According to Mexican Foreign Minister Marcelo Ebrard, the program will seek to promote regular migration routes through labor mobility programs, especially in the agricultural sector, including the intention to cooperate in the development of dialogue to share expansion plans, best practices and lessons learned from the temporary worker visa programs.
The scourge of the COVID-19 pandemic was also addressed. The three leaders pledged to work to develop vaccines against the coronavirus and to donate the antidote to Caribbean countries and other nations in the region so that those populations too could be jabbed.
Before the trilateral meeting President López Obrador had individual meetings with Biden and Trudeau where it was agreed to “move towards a more inclusive economic integration, in which youth, women and indigenous communities benefit from greater commercial cooperation” with the United States-Mexico-Canada agreement.

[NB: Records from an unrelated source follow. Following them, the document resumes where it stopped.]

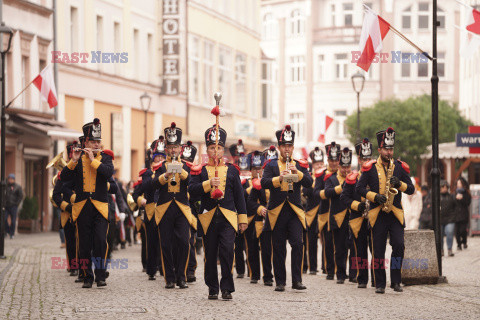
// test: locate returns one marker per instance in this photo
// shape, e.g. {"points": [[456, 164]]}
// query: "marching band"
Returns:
{"points": [[253, 204]]}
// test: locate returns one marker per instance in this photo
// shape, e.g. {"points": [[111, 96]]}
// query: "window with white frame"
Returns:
{"points": [[407, 18], [225, 74], [297, 23], [341, 66], [240, 82], [208, 63], [297, 69], [194, 57], [348, 14], [297, 121]]}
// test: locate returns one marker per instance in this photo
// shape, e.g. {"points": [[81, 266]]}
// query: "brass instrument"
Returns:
{"points": [[390, 192], [290, 178], [173, 168]]}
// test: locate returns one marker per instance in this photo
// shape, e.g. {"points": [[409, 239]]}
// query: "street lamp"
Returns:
{"points": [[145, 101], [358, 80], [4, 31]]}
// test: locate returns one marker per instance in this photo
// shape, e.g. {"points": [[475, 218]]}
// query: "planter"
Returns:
{"points": [[28, 226]]}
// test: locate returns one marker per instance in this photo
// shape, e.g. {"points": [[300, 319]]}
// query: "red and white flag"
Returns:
{"points": [[374, 30], [44, 82]]}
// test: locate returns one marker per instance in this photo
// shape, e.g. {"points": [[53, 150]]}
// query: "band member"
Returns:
{"points": [[286, 218], [358, 222], [189, 151], [62, 197], [224, 212], [333, 156], [145, 196], [311, 213], [338, 218], [387, 179], [90, 170], [173, 214]]}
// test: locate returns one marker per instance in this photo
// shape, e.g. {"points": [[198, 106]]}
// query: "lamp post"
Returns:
{"points": [[358, 80], [145, 101], [4, 31]]}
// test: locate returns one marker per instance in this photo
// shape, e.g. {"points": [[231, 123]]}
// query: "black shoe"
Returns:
{"points": [[298, 286], [101, 283], [268, 283], [280, 287], [226, 295], [380, 290], [181, 284], [397, 288]]}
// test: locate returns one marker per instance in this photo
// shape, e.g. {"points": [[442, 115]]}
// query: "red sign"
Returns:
{"points": [[474, 129]]}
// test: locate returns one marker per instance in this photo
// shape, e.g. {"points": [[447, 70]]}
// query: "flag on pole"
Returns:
{"points": [[44, 82], [325, 122], [374, 30]]}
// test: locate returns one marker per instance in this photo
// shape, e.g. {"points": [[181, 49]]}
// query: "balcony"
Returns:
{"points": [[337, 35]]}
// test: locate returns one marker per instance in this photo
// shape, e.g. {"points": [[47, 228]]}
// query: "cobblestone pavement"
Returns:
{"points": [[31, 289]]}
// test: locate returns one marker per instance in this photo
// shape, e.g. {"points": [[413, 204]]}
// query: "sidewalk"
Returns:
{"points": [[31, 289]]}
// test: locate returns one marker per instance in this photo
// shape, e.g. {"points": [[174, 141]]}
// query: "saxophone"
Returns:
{"points": [[390, 192]]}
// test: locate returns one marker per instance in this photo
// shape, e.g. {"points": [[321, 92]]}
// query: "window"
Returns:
{"points": [[297, 69], [341, 66], [207, 72], [225, 74], [240, 82], [441, 64], [297, 121], [348, 14], [194, 56], [297, 23], [423, 15], [407, 18], [73, 29]]}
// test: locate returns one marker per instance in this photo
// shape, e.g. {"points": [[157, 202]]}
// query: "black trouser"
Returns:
{"points": [[266, 252], [92, 230], [219, 239], [253, 252], [239, 258], [311, 247], [174, 232], [359, 260], [287, 227], [328, 261], [340, 249], [461, 232], [71, 243], [387, 224], [192, 259]]}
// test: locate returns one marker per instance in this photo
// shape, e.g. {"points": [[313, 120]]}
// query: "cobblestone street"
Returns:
{"points": [[31, 289]]}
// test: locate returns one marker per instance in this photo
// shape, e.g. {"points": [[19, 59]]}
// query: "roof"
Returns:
{"points": [[449, 150]]}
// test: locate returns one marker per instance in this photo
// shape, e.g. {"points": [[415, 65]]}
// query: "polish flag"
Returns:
{"points": [[374, 30], [323, 124], [471, 40], [44, 82]]}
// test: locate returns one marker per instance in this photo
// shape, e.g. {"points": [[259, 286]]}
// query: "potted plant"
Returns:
{"points": [[28, 216]]}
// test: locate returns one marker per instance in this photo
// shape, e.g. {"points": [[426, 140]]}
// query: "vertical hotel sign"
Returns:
{"points": [[171, 48]]}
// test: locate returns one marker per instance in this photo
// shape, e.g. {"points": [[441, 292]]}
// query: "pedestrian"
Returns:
{"points": [[13, 200], [462, 212], [425, 221], [447, 215]]}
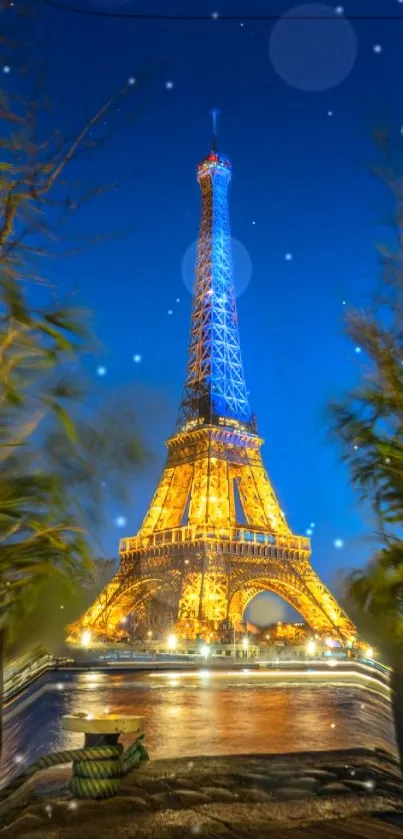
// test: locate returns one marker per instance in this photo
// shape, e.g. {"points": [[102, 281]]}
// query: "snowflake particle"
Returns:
{"points": [[72, 805]]}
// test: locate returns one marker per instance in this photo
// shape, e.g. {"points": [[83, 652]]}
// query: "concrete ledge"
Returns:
{"points": [[229, 796]]}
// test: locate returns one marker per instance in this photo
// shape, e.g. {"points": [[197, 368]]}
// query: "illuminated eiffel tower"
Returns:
{"points": [[214, 535]]}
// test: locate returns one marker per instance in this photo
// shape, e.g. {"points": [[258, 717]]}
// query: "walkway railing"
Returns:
{"points": [[195, 533]]}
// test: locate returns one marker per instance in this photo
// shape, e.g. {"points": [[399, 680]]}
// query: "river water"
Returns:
{"points": [[205, 712]]}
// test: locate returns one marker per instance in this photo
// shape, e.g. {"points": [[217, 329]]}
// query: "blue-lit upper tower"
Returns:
{"points": [[215, 385]]}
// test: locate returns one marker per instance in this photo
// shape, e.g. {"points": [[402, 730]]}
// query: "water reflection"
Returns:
{"points": [[205, 712]]}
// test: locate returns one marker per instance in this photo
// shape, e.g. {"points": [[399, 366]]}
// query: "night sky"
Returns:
{"points": [[298, 102]]}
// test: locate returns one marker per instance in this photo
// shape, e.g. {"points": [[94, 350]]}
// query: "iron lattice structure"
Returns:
{"points": [[214, 535]]}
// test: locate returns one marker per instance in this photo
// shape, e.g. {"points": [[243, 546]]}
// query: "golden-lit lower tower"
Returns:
{"points": [[214, 535]]}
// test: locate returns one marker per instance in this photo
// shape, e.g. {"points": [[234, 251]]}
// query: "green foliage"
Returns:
{"points": [[369, 425], [57, 443]]}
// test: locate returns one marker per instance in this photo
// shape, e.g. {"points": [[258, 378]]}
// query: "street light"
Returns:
{"points": [[311, 647], [171, 642], [86, 638]]}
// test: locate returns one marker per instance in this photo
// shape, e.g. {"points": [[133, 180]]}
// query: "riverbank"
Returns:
{"points": [[237, 796]]}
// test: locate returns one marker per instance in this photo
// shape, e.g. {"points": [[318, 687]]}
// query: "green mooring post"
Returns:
{"points": [[102, 764]]}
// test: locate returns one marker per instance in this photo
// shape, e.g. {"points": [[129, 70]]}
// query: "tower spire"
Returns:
{"points": [[214, 114], [215, 390]]}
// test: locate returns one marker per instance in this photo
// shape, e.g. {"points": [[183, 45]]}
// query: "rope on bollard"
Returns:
{"points": [[97, 770]]}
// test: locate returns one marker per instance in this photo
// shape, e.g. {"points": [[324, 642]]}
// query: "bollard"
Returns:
{"points": [[102, 763]]}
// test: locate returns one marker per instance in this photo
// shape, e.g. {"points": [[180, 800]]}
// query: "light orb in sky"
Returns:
{"points": [[241, 261], [312, 48], [110, 4]]}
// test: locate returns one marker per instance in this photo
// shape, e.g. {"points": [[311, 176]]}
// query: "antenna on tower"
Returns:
{"points": [[214, 114]]}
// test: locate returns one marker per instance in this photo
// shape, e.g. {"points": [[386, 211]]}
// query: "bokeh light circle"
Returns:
{"points": [[110, 4], [241, 261], [312, 47]]}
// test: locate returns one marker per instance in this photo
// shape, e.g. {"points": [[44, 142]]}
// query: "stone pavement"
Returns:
{"points": [[336, 794]]}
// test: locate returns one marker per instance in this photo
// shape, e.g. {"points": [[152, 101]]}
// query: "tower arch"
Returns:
{"points": [[191, 537]]}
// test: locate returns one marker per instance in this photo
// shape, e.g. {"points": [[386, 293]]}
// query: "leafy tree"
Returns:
{"points": [[57, 442], [369, 425]]}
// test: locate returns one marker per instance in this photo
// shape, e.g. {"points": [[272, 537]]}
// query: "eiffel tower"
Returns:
{"points": [[214, 535]]}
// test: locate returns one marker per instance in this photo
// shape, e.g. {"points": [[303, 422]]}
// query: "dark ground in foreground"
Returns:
{"points": [[335, 795]]}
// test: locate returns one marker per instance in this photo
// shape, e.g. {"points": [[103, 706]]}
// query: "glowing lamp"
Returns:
{"points": [[171, 642], [86, 638]]}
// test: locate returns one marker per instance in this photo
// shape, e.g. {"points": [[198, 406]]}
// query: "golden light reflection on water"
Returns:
{"points": [[205, 712]]}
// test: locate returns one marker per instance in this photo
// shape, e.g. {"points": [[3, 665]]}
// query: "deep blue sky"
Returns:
{"points": [[301, 185]]}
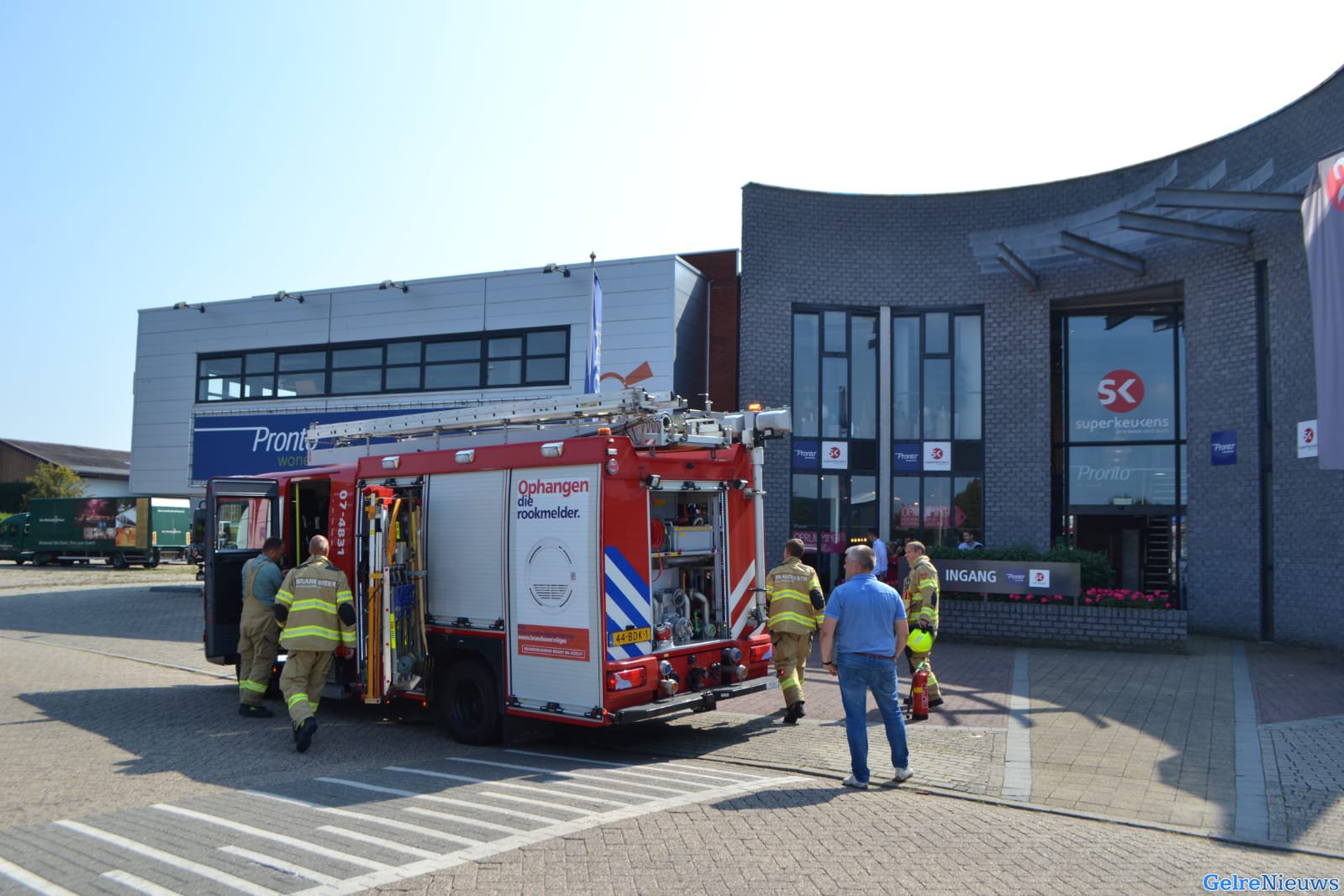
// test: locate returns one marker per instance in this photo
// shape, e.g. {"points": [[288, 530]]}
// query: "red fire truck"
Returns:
{"points": [[592, 561]]}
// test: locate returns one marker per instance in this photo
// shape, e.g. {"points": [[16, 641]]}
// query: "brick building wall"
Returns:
{"points": [[914, 253]]}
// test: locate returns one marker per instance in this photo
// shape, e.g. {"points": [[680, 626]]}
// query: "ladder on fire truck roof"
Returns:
{"points": [[650, 419]]}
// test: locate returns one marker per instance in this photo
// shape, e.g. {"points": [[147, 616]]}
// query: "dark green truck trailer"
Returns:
{"points": [[120, 531]]}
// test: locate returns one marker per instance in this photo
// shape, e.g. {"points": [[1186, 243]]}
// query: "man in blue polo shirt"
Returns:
{"points": [[863, 635]]}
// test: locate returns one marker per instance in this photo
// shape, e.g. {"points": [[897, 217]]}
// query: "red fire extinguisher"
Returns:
{"points": [[920, 693]]}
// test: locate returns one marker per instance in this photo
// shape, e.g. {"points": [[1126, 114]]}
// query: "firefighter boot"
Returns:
{"points": [[304, 734]]}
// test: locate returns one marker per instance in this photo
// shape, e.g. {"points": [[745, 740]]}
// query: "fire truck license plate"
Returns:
{"points": [[633, 635]]}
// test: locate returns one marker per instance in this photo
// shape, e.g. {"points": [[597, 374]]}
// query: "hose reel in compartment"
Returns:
{"points": [[686, 570]]}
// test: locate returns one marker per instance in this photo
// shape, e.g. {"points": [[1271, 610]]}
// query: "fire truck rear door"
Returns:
{"points": [[241, 514], [556, 590]]}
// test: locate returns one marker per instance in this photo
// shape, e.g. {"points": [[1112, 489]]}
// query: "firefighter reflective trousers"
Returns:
{"points": [[791, 661], [914, 660], [303, 680], [258, 642]]}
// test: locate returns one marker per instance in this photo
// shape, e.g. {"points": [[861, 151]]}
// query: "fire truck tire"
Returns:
{"points": [[468, 703]]}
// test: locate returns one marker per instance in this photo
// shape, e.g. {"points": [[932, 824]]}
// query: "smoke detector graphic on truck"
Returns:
{"points": [[550, 574]]}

The meeting in Washington, DC on Thursday was the first of its kind since 2016, after being discontinued when Donald Trump took over as president.
“Together as North America we stand strong, and look to better build back our communities, our infrastructure, and our shared future as integrated partners,” the joint statement also read. They agreed to meet again next year, this time in Mexico.
Biden has sought to resume strong relations with Canada and Mexico as part of his new approach at international events.
The three countries are bound by the US-Mexico-Canada (USMCA/TMEC) free trade agreement, which governs some US $ 1.5 trillion a year in North American trade.
After the meeting, Biden was confident the challenges facing the three countries could be addressed “if we just take the time to speak with one another, by working together.”
Trudeau touted the “extremely strong ties” between the three countries, while Lopez Obrador hailed Biden’s re-engagement, saying “our relations must always be based on respect.”
The positive statements yielded few breakthroughs on several topics left unsolved from the Donald Trump years, during which the former President had threatened to abandon the alliance and imposed tariffs on Canadian aluminium and steel. He also declared a national emergency on the Mexican border and used xenophobic language about undocumented migrants, although he ultimately came to a good understanding with López Obrador.
Canada and Mexico still see remnants of Trump’s “America First” policies and have voiced their concern over a Biden proposal for a tax credit encouraging US production of electric vehicles. Cars and trucks are the most-traded manufactured product between the three countries
Trudeau insisted Ottawa would “continue to do the work necessary to not just highlight our position but find solutions” after the summit did not yield any shifts on Biden’s plans.
Another sticking point is Biden’s “Buy American” policy for the federal government in its plans to replace its huge fleet of automobiles, which Canada has called undisguised protectionism.
Nevertheless, the three leaders also agreed to ban imports of goods made with forced labor, which targetted China without mentioning it, although Beijing has always denied allegations in that regard.